Conviver: Um Convite Silencioso à Transformação

Conviver e melhorar… ou apenas conviver?

Talvez essa seja uma das perguntas mais honestas da vida em comum.

Porque conviver não é difícil. Difícil é não se perder de si mesmo no encontro com o outro. Difícil é não endurecer, não se fechar, não transformar o cotidiano em um lugar onde cada um sustenta, com firmeza, a sua própria versão.

Sem perceber, vamos criando pequenas certezas: o outro não vê, não escuta, não corresponde. E essas certezas, repetidas em silêncio, começam a ocupar espaço demais. Aos poucos, deixamos de encontrar a pessoa — e passamos a lidar com a ideia que formamos dela.

E é aí que o vínculo pesa.

Porque já não há encontro, há confronto — às vezes silencioso, mas constante.

E o mais delicado: cada um se sente com razão. Cada um tem seus motivos. Cada um acredita, de algum modo, estar apenas reagindo. E assim, quase sem ruído, a convivência vai se tornando um lugar onde há muitos argumentos… e pouca escuta.

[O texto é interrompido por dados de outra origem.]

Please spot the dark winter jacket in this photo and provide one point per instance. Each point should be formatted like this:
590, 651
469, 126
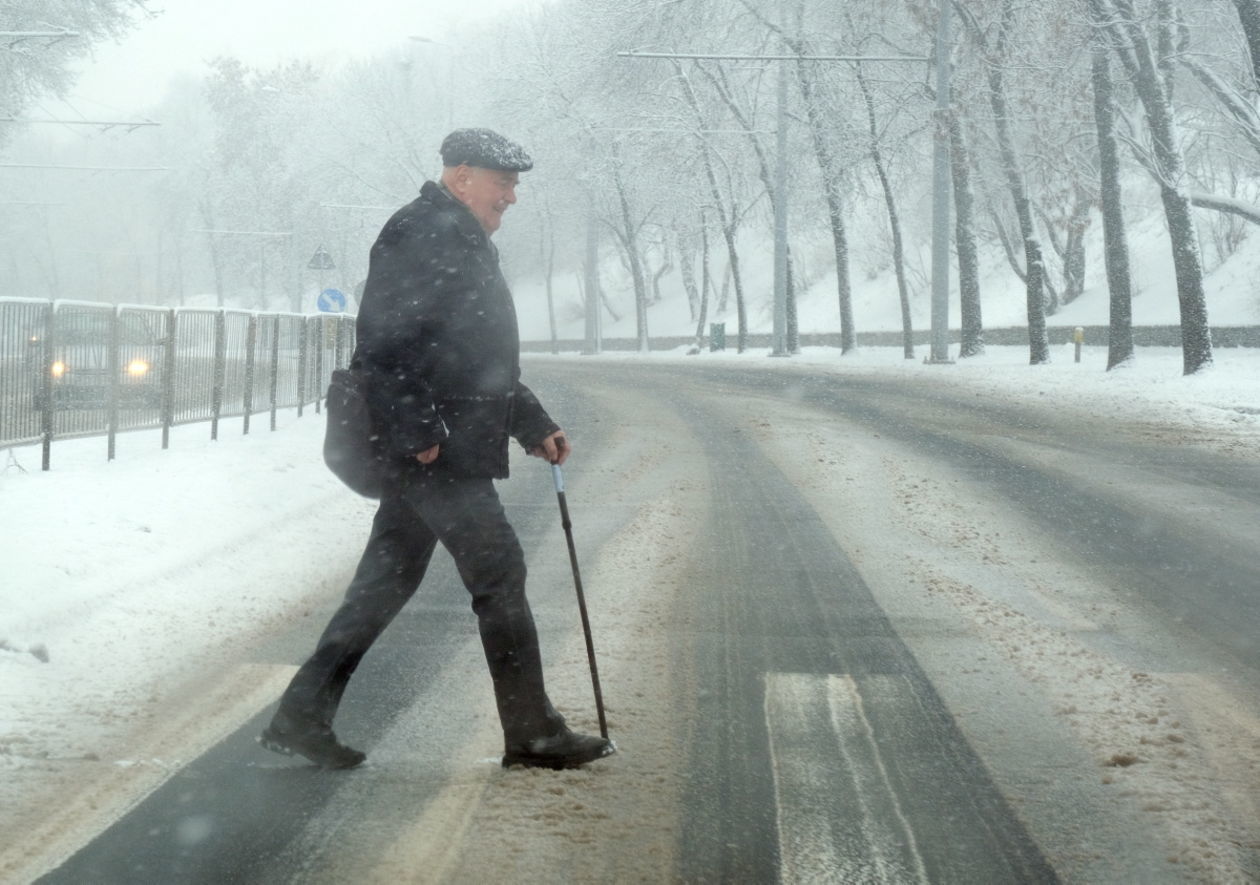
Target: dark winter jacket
437, 337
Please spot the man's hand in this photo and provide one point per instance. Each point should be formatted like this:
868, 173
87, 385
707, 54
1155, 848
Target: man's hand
555, 449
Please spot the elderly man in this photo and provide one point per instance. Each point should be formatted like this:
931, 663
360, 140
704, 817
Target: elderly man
437, 337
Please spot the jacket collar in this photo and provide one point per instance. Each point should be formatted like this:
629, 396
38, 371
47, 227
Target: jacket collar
442, 199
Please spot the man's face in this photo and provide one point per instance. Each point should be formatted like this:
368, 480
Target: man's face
488, 193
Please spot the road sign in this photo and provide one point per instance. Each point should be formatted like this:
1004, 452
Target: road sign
321, 260
332, 301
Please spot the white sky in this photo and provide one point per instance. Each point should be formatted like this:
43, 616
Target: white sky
134, 75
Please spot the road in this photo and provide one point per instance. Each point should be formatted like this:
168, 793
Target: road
847, 632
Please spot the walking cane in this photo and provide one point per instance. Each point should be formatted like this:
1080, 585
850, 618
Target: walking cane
581, 599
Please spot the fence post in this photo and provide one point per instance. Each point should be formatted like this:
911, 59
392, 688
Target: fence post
47, 383
168, 377
319, 358
250, 343
221, 351
275, 364
111, 367
303, 338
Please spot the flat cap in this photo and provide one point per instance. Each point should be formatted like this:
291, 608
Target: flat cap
484, 148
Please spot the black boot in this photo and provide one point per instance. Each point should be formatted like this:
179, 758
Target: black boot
296, 735
567, 749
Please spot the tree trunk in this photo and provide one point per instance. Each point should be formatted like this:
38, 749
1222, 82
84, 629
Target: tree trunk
592, 288
1074, 250
899, 256
1115, 250
1171, 169
548, 243
629, 240
720, 85
1249, 14
834, 209
1038, 346
706, 283
687, 270
728, 222
964, 237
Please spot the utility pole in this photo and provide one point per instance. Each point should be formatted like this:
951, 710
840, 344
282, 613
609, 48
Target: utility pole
940, 194
779, 346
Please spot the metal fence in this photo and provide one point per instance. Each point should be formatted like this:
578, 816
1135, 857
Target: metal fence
77, 368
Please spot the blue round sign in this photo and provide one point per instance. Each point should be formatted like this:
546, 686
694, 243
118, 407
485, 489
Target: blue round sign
332, 301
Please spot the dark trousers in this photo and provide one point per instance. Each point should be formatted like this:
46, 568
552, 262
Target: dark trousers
468, 518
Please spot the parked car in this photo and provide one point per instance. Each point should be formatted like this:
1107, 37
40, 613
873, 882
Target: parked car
78, 372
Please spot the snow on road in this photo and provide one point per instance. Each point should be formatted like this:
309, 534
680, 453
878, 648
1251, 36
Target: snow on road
124, 580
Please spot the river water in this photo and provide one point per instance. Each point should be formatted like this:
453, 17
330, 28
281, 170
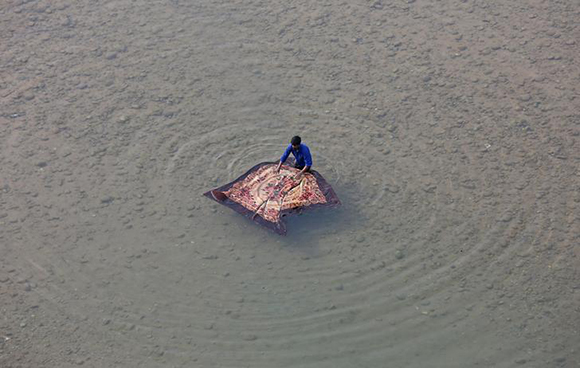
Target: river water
449, 130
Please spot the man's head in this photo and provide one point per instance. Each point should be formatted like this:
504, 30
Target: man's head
296, 140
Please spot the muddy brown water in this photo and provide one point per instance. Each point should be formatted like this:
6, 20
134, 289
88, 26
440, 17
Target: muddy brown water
449, 129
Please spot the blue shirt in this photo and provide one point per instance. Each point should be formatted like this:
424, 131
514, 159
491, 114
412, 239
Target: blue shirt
303, 157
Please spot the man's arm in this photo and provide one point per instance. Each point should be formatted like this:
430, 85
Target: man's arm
284, 157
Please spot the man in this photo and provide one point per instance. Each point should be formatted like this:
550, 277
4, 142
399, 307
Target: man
302, 154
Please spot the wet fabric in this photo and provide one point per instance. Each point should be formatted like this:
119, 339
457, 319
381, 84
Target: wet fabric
266, 196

Talvez o engano esteja em imaginar que convivemos com pessoas prontas. Não convivemos. Convivemos com processos. E nós não estamos fora disso.

Estamos no mesmo barco.

Aprendendo, muitas vezes sem perceber.
Repetindo, até cansar de repetir.
Sentindo, até entender o que ainda não conseguimos nomear.

E, nesse caminho, surge uma tendência quase automática: medir o outro. Avaliar se ele merece nossa presença, nosso cuidado, nosso respeito.

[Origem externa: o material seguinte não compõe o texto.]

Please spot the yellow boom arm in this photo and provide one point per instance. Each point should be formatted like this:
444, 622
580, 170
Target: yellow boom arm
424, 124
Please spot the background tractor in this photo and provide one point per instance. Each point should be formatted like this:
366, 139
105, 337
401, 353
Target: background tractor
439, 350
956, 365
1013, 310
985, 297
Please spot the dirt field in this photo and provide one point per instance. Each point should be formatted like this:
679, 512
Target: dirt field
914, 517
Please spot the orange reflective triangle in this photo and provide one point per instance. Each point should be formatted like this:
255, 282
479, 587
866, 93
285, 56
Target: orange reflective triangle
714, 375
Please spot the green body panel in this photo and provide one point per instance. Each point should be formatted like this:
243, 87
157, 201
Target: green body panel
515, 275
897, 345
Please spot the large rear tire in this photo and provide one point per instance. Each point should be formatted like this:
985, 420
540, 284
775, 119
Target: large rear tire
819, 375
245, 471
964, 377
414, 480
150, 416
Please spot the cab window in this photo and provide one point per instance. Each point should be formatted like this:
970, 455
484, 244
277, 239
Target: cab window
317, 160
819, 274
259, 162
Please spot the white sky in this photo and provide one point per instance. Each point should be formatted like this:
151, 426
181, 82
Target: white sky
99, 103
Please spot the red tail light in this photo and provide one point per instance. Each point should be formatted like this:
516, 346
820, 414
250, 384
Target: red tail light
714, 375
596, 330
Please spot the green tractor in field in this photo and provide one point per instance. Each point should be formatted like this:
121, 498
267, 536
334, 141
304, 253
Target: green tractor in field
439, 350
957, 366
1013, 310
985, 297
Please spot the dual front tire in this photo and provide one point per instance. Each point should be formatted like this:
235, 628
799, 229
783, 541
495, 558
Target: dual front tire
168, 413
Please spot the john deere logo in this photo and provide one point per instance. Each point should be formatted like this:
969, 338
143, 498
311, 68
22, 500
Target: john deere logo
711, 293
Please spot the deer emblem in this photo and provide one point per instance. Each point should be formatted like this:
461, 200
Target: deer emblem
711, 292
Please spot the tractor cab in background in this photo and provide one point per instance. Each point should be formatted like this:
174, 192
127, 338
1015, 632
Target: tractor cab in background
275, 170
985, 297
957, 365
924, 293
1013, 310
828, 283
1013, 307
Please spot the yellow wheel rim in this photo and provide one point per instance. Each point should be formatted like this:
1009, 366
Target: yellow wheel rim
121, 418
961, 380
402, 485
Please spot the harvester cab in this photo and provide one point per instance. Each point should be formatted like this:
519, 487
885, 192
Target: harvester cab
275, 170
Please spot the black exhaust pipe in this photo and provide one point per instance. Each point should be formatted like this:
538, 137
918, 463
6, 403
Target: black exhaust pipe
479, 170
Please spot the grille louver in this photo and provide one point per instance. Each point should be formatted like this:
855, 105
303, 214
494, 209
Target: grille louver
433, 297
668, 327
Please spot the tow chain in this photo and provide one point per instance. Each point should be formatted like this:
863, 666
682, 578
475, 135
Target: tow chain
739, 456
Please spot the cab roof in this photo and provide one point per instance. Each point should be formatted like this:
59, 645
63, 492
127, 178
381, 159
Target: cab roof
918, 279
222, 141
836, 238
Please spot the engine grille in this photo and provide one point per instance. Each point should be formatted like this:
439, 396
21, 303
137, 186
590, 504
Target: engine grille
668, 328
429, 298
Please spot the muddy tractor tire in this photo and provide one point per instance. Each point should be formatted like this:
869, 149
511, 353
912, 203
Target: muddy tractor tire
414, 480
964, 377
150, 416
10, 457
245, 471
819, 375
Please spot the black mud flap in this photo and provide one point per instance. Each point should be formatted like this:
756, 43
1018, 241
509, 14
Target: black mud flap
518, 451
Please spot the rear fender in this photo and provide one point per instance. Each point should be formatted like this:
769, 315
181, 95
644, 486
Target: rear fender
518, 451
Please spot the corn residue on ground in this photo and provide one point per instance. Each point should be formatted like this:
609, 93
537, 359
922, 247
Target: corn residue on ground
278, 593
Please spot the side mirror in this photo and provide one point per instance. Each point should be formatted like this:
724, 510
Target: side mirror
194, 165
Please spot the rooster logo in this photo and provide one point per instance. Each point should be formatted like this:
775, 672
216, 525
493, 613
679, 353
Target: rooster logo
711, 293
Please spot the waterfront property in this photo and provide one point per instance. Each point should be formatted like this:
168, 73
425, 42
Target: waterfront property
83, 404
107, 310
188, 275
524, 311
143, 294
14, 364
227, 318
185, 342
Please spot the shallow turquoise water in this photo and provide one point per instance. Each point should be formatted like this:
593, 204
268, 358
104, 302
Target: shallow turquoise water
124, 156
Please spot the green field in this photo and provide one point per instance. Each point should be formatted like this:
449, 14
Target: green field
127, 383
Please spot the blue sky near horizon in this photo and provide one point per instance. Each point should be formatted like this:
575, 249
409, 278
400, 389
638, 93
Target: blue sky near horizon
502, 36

Mas, se formos um pouco mais honestos, talvez reconheçamos: nenhum de nós atravessaria a própria história se fosse medido apenas pelo que acertou.

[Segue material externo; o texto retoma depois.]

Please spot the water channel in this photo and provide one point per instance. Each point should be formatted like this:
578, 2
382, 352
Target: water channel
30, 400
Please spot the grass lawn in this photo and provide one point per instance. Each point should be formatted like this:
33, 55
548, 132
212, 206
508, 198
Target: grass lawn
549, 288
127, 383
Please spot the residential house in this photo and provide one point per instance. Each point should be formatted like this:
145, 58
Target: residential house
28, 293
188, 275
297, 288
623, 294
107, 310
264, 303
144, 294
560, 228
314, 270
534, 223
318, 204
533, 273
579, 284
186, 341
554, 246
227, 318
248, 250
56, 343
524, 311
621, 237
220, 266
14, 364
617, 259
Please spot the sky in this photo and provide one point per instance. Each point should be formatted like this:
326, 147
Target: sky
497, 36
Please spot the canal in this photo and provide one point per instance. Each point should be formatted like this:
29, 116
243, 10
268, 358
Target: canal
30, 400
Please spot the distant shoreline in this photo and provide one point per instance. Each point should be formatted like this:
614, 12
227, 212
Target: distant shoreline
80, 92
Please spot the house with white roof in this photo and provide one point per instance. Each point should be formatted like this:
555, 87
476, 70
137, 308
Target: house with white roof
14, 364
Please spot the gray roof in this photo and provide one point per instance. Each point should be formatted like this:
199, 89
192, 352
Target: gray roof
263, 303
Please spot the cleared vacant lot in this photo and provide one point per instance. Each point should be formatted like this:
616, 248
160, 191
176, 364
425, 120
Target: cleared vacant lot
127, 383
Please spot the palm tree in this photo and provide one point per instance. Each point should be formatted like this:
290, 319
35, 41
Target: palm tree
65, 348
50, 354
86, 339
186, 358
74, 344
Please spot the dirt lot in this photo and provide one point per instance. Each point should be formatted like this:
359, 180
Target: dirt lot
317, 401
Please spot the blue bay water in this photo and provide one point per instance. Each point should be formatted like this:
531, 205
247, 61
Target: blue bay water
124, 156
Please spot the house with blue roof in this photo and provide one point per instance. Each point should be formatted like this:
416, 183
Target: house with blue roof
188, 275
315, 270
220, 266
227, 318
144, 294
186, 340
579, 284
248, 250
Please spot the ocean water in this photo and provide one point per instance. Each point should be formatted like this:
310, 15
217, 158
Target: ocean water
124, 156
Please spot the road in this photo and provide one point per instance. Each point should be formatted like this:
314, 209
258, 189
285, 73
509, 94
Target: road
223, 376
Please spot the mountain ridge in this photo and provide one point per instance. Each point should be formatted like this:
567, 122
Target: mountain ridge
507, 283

Todos, em algum momento, fomos alcançados por algo que não veio do nosso merecimento.

Fomos sustentados quando não sabíamos sustentar.
Compreendidos quando ainda não sabíamos compreender.
Acolhidos, mesmo quando não éramos fáceis de acolher.

E isso deveria nos dizer algo.

Não para negar o que incomoda. Não para apagar o que fere. Mas para não permitir que o olhar se torne definitivo. Porque, quando o olhar se fecha, a convivência deixa de ter espaço para acontecer.

Conviver não é concordar com tudo. Nem aceitar tudo.
Mas talvez seja não reduzir o outro a uma única versão.

Talvez seja também não se reduzir.

No fim, a convivência não revela apenas o outro. Revela muito de nós.

E, quem sabe, melhorar nesse processo não seja ajustar quem está ao lado…
mas reconhecer, com mais verdade, que todos estamos aprendendo — cada um ao seu tempo, mas dentro do mesmo caminho.